Plot an histogram with y-axis as percentage (using FuncFormatter?)

Question

I have a list of data in which the numbers are between 1000 and 20 000.

data = [1000, 1000, 5000, 3000, 4000, 16000, 2000]

When I plot a histogram using the hist() function, the y-axis represents the number of occurrences of the values within a bin. Instead of the number of occurrences, I would like to have the percentage of occurrences.

Code for the above plot:

f, ax = plt.subplots(1, 1, figsize=(10,5))
ax.hist(data, bins = len(list(set(data))))

I've been looking at this post which describes an example using FuncFormatter but I can't figure out how to adapt it to my problem. Some help and guidance would be welcome :)

EDIT: Main issue with the to_percent(y, position) function used by the FuncFormatter. The y corresponds to one given value on the y-axis I guess. I need to divide this value by the total number of elements which I apparently can' t pass to the function...

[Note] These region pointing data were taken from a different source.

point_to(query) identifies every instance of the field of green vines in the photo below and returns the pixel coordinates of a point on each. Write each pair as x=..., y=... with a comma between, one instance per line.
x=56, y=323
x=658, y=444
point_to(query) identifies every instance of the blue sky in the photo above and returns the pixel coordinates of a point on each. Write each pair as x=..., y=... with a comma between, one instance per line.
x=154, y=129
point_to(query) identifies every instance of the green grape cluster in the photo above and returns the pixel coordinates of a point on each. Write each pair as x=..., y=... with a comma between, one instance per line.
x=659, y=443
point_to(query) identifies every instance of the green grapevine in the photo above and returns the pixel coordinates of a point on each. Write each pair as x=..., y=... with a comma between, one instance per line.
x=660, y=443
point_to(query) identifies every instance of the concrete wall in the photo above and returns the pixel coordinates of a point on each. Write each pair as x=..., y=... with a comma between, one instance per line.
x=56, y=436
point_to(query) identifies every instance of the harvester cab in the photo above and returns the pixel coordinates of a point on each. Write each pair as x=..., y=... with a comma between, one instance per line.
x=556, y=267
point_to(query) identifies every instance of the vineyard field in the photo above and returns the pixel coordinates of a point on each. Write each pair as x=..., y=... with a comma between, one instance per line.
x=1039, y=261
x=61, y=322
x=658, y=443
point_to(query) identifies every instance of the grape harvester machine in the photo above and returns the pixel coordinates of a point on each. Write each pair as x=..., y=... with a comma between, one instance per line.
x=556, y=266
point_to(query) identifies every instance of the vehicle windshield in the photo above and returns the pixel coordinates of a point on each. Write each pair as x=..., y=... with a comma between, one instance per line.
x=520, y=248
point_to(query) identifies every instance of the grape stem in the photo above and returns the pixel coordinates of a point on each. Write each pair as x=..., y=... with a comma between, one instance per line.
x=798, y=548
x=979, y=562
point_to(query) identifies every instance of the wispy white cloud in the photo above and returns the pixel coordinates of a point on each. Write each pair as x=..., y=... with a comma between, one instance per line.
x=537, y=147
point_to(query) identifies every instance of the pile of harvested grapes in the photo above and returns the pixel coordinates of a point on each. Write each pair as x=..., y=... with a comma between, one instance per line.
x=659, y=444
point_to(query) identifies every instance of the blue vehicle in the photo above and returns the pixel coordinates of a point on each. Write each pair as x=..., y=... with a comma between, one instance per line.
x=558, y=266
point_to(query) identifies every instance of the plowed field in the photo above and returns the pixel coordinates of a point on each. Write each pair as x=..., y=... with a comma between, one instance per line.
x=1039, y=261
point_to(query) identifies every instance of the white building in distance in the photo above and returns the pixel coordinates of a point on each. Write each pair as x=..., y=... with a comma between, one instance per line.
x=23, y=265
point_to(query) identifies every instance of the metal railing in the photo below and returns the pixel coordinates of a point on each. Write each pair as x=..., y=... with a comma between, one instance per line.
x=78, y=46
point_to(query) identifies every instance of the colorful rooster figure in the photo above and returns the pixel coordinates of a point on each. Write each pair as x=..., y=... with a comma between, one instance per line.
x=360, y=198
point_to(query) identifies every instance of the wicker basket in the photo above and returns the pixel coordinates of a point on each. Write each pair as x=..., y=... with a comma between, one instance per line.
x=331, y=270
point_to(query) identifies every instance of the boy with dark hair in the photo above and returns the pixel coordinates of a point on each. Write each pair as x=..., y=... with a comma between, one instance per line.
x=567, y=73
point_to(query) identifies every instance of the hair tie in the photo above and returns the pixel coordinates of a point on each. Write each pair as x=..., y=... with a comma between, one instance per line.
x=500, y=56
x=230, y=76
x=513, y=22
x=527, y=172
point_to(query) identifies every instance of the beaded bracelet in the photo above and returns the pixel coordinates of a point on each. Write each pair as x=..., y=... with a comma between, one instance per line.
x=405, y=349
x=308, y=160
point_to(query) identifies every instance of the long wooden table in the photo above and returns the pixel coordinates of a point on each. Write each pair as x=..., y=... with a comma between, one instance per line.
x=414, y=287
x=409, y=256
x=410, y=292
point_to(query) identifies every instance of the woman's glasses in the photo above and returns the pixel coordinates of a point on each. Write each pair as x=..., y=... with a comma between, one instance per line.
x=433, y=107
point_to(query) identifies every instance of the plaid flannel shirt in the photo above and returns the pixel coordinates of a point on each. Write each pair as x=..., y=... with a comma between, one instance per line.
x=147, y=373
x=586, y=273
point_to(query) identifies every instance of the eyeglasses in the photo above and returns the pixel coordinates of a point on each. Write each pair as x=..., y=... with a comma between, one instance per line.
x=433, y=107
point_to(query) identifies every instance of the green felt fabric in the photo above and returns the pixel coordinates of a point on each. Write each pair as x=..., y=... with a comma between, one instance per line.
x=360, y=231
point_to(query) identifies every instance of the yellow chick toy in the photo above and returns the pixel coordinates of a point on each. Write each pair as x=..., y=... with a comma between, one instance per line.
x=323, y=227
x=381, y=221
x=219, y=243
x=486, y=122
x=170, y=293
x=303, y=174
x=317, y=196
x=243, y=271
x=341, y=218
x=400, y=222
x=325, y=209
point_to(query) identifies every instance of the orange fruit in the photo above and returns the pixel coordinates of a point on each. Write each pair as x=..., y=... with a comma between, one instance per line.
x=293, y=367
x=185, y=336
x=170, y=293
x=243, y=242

EDIT 2: Current solution I dislike because of the use of a global variable:

def to_percent(y, position):
    # Ignore the passed in position. This has the effect of scaling the default
    # tick locations.
    global n

    s = str(round(100 * y / n, 3))
    print (y)

    # The percent symbol needs escaping in latex
    if matplotlib.rcParams['text.usetex'] is True:
        return s + r'$\%$'
    else:
        return s + '%'

def plotting_hist(folder, output):
    global n

    data = list()
    # Do stuff to create data from folder

    n = len(data)
    f, ax = plt.subplots(1, 1, figsize=(10,5))
    ax.hist(data, bins = len(list(set(data))), rwidth = 1)

    formatter = FuncFormatter(to_percent)
    plt.gca().yaxis.set_major_formatter(formatter)

    plt.savefig("{}.png".format(output), dpi=500)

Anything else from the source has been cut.